As Scott Billington notes in his excellent introductory essay to this set, sister labels Ric and Ron Records existed for only four years, but during this brief history, they captured an important transition period in New Orleans music. Founder Joe Ruffino favored a less-polished studio sound in his music and hired a number of young studio musicians (including Edgar Blanchard, Harold Battiste, and Mac Rebennack, later to be better known as “Dr. John”) to bring a more improvised style that reflected the music of the streets to his recordings. By the time the labels folded with Ruffino’s death in 1962, Ric and Ron had released the earliest recordings by future stars, Johnny Adams and Irma Thomas, produced a national hit with Joe Jones’ “You Talk Too Much” and, in Billington’s words, “released a disproportionate number of truly great and fun records”.
Ric and Ron Records produced roughly 70 singles in their brief history and Feelin’ Right Saturday Night offers up 28 of them. Ace Records’ two volumes of The Ric and Ron Story released in 2014 might offer a more extensive collection at 48 total tracks, but Feelin’ Right Saturday Night tells the labels dual story effectively and concisely. There’s not a stale track here, and the collection’s 70 minutes pass by in a whirlwind of energy.
The collection opens with Professor Longhair’s “Go to the Mardi Gras” and features his classic “Tipitina” in a demo version, but it is many of the lesser-known tracks that provide the deepest joy here. In “Don’t Mess with My Man” one can already hear the homespun passion that 19-year-old Irma Thomas would bring to her later hits. Joe Jones offers probably the definitive version of “You Talk Too Much”, but he’s outdone by Martha Nelson’s even more spirited answer-song, “I Don’t Talk Too Much”, where she dismissively rants, “You say I talk too much, but you can yak pretty good yourself.” Mercy Baby gets just one cut here, but his “Pleadin'” is a highlight as he tries to outdo James Brown on his own turf. The Velvetiers’ closing track which gives this collection its name is an amalgam of everything exciting and anarchic in New Orleans music, rolling piano, bluesy saxophone, a doo-wop like sing-along, and random caterwauls spiraling into something unique and danceable that could not have been created in any other American city.

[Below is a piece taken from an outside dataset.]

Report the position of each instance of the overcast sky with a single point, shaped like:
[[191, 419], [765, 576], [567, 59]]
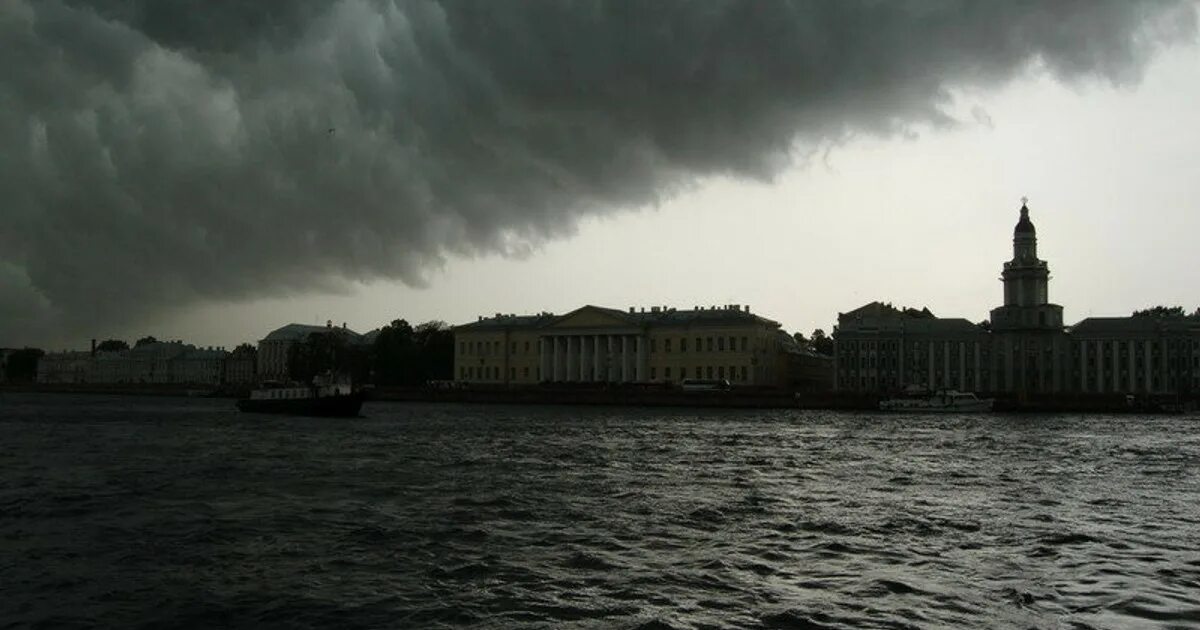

Billington, who has produced Grammy-winning later career works with Bobby Rush, Irma Thomas, and Clarence “Gatemouth” Brown who are all well-represented here at the start of their careers, offers deeply researched liner notes on the label’s brief but important history. Fans of New Orleans music who don’t haven’t already explored the Ric and Ron story will find this an essential collection.